I advise use of the dictionary (it must be a good E-E dictionary) because in reading round the target word or phrase, you learn a lot more.
JTT
 
  1  
Reply Sat 8 Oct, 2011 09:05 am
@McTag,
Dictionaries are nowhere near as useful to ESLs as direct contact with native speakers.

Quote:
Some of the problems you are encounering are caused by the tendency of some modern authors to use looser language than necessary.


The old saw - "language is going to hell in a hand basket" comes out.

McTag, you're much too bright a fella to be spouting this nonsense.
McTag
 
  1  
Reply Sat 8 Oct, 2011 01:36 pm
@JTT,

Quote:
Dictionaries are nowhere near as useful to ESLs as direct contact with native speakers.
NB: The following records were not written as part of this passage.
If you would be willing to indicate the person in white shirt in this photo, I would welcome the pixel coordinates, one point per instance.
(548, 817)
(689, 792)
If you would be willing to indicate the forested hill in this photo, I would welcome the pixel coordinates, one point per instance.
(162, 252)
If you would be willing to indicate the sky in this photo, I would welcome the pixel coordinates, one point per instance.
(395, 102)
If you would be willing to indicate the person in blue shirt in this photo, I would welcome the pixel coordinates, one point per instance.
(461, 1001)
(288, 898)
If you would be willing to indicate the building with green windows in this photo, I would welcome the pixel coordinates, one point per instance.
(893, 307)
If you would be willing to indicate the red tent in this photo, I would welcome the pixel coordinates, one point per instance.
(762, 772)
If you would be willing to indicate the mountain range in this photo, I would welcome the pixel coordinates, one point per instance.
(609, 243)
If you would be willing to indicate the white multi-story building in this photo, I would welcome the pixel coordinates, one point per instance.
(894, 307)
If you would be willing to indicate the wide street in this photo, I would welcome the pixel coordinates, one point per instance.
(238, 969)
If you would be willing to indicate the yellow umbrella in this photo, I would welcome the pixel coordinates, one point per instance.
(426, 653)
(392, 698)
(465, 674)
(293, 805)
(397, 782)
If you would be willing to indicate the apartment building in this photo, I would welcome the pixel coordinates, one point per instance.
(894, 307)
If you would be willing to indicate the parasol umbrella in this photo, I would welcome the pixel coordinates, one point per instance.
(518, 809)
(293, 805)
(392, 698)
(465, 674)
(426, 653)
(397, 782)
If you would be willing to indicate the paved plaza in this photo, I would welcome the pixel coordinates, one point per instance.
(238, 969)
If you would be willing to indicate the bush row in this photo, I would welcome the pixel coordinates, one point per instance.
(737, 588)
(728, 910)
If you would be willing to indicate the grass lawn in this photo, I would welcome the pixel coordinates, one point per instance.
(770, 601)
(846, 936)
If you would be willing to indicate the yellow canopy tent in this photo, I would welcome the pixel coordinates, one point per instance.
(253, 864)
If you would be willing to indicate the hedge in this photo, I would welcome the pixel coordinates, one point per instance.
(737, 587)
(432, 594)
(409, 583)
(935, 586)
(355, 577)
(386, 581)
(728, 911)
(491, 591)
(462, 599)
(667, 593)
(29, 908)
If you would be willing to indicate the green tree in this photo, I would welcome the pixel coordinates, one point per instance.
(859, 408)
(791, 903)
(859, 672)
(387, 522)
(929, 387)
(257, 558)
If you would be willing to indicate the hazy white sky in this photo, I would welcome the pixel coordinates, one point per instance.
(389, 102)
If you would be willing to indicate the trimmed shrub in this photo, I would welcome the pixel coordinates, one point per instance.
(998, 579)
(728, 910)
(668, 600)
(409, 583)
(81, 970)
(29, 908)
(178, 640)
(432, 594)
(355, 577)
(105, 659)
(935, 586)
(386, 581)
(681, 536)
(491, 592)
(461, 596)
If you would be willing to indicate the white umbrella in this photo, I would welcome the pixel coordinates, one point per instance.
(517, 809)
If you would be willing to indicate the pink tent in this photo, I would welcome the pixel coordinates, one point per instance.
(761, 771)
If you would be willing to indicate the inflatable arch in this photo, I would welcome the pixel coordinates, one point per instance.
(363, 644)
Yeh, but Oristar is quite advanced.
0 Replies
 
Setanta
 
  1  
Reply Sat 8 Oct, 2011 01:54 pm
I agree with your assessment of Oristar's level of sophistication in English, and although i did not comment when i read it, i also agree that a standard English dictionary is at this point preferable to a Chinese-English dictionary. When i had reached a certain level of skill in the French language, i benefited more from a Larousse or a Robert than from any French-English dictionary, because at that point i was reading words in the context of French usage. By that point, i only needed a French-English dictionary for very specific vocabulary, such as the name of a plant or animal, which neither context nor the single language dictionary would provide. So, if in context, i knew i was reading about a bird, that the Robert told me it is volaille--a domestic fowl--was not helpful, since i wouldn't know specifically what type of domestic fowl, and needed the French-English dictionary for that.

But my experience has also been that dual language dictionaries often don't provide sufficient detail. Knowing, for example, why the word means "duck" doesn't tell me why the author used morillon rather than canard. But a good single language dictionary like a Robert would tell me that morillon is tufted. Sometimes you need both types of dictionary.

I agree that Oristar is sufficiently sophisticated in English usage to benefit from reliance on a sole language English dictionary. I would recommend the encycolpedic form of dictionary, although they are had to use until you get used to them.
oristarA
 
  1  
Reply Sat 8 Oct, 2011 08:10 pm
@Setanta,
I have been using Wiki Encyclopedia (English version) most of times. Britannica I loved, but it is not available in China and its online version is too slow to be used here.
Setanta
 
  1  
Reply Sun 9 Oct, 2011 01:54 am
@oristarA,
I suspect that McT meant a printed dictionary, a book one buys at the store. That is what i meant. However, of course, i have no idea how easay that is to find in China, or what the cost would be.
McTag
 
  1  
Reply Sun 9 Oct, 2011 05:50 am
@Setanta,

Oh yes, I meant a book, not a web site.

One of what my father used ironically to call "The Good Book".
0 Replies
 
McTag
 
  1  
Reply Sun 9 Oct, 2011 09:34 am
@JTT,

Quote:
The old saw - "language is going to hell in a hand basket" comes out.

McTag, you're much too bright a fella to be spouting this nonsense.


See what you did there? You attributed thoughts and conclusions to me, then criticised me for harbouring them.

You naughty chap, you.
JTT
 
  1  
Reply Sun 9 Oct, 2011 07:06 pm
@McTag,
Quote:
You naughty chap, you.


Embarrassed
0 Replies
 
izzythepush
 
  1  
Reply Mon 10 Oct, 2011 12:35 pm
@JTT,
JTT wrote:

The old saw - "language is going to hell in a hand basket" comes out.
McTag, you're much too bright a fella to be spouting this nonsense.


There's been a lot of talk about your nationality mate. Well it's clear you're not British. We use hell in a hancart, which was the first book of a noted tabloid editor Richard Littlejohn, described by the Guardian as follows;
Quote:
To Hell In A Handcart is racist, sexist, xenophobic, homophobic trash.


Some say the phrase originates from the plague when the dead were wheeled out in handcarts.